Although noting its efficacious uses, Blinten added that it has the potential to damage the heart. “People are using this for cosmetic reasons, but it’s so extreme that it’s dangerous.”

Other experts agree that the short-term benefits can be outweighed by long-term harm. One study found that participants on the ketogenic diet did not perform as well at anaerobic exercises, which are known to strengthen bones, burn fat, and build muscle. While at the Harvard Health Blog, Marcelo Campos, MD, concluded:

But [the keto diet] is hard to follow and it can be heavy on red meat and other fatty, processed, and salty foods that are notoriously unhealthy. We also do not know much about its long-term effects, probably because it’s so hard to stick with that people can’t eat this way for a long time. It is also important to remember that “yo-yo diets” that lead to rapid weight loss fluctuation are associated with increased mortality.

We may not know much about keto’s long-term effects, but we do have good data on low-carb diets in general. A 2018 study from the European Society of Cardiology explored a sample of 24,825 participants and found that the lowest intake of carbs had a 32 percent higher risk of all-cause death, while “risks of death from coronary heart disease, cerebrovascular disease, and cancer were increased by 51%, 50%, and 35%, respectively.” The researchers confirmed their results alongside a meta-analysis of seven prospective studies with a combined 447,506 participants.
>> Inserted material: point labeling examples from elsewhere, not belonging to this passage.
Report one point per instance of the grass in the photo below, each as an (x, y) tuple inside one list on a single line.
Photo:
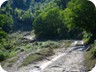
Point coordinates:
[(37, 56), (9, 63), (90, 60)]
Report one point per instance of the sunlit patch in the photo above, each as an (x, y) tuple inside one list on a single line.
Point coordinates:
[(94, 2)]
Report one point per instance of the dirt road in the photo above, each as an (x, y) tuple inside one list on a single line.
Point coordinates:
[(64, 60)]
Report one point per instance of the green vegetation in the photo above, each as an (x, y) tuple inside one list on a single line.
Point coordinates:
[(48, 19)]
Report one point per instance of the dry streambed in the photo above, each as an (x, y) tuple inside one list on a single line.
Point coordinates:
[(64, 59)]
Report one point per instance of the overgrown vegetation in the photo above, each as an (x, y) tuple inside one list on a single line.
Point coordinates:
[(49, 19)]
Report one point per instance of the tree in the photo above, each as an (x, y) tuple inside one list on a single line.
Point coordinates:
[(81, 14), (6, 22), (49, 24), (62, 3)]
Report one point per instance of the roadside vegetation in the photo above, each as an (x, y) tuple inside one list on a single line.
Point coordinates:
[(49, 20)]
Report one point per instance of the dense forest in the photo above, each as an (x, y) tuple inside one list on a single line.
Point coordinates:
[(49, 19)]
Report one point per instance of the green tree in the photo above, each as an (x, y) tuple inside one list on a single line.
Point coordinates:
[(81, 14), (6, 22), (49, 24)]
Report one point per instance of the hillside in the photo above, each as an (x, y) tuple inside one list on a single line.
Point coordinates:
[(31, 31)]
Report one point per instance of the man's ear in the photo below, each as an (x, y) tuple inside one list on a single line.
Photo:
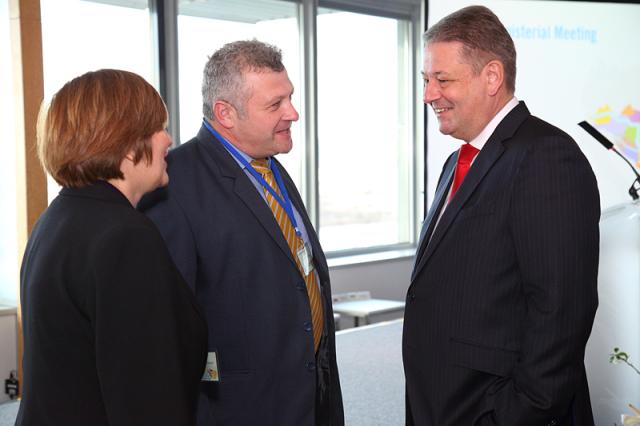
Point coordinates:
[(225, 114), (494, 72)]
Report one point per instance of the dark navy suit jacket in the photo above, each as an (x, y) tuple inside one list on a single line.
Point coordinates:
[(225, 241), (503, 295)]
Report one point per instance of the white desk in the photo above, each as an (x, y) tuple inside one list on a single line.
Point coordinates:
[(364, 308)]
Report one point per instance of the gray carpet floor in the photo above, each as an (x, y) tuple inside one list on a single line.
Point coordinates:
[(371, 376)]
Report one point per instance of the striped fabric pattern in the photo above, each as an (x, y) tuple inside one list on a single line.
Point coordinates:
[(295, 243)]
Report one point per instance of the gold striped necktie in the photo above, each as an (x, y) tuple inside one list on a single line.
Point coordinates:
[(295, 244)]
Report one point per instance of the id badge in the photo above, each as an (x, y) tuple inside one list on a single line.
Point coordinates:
[(304, 256), (211, 369)]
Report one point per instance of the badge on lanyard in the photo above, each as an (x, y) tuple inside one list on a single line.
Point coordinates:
[(211, 369), (304, 256)]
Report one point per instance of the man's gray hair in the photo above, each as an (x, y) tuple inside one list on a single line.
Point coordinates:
[(223, 78), (483, 36)]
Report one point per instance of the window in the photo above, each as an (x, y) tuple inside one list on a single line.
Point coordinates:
[(8, 195), (361, 187), (202, 29), (80, 36), (364, 131)]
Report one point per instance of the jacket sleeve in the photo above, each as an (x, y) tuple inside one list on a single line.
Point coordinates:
[(554, 225), (149, 348)]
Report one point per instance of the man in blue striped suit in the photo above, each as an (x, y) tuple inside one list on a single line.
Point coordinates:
[(503, 291)]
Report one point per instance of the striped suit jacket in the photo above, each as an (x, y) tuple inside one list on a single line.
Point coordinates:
[(504, 288)]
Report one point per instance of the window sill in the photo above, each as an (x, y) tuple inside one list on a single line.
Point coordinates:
[(377, 257), (7, 310)]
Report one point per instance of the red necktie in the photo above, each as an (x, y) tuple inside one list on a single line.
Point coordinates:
[(465, 157)]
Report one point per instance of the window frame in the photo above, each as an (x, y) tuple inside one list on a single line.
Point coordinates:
[(165, 32)]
Study author Professor Maciej Banach, Medical University of Lodz, said in a statement: “Low carbohydrate diets might be useful in the short term to lose weight, lower blood pressure, and improve blood glucose control, but our study suggests that in the long-term they are linked with an increased risk of death from any cause, and deaths due to cardiovascular disease, cerebrovascular disease, and cancer.”

If you’re on keto as part of a clinical treatment, feel free to ask your doctor or nutritionist if you can incorporate cheese wraps into your diet. They could potentially help your treatment while adding culinary benefits, like reintroducing taco bowls to your life. If you’re on the keto diet outside of medical recommendation, then cheese wrap at your own risk.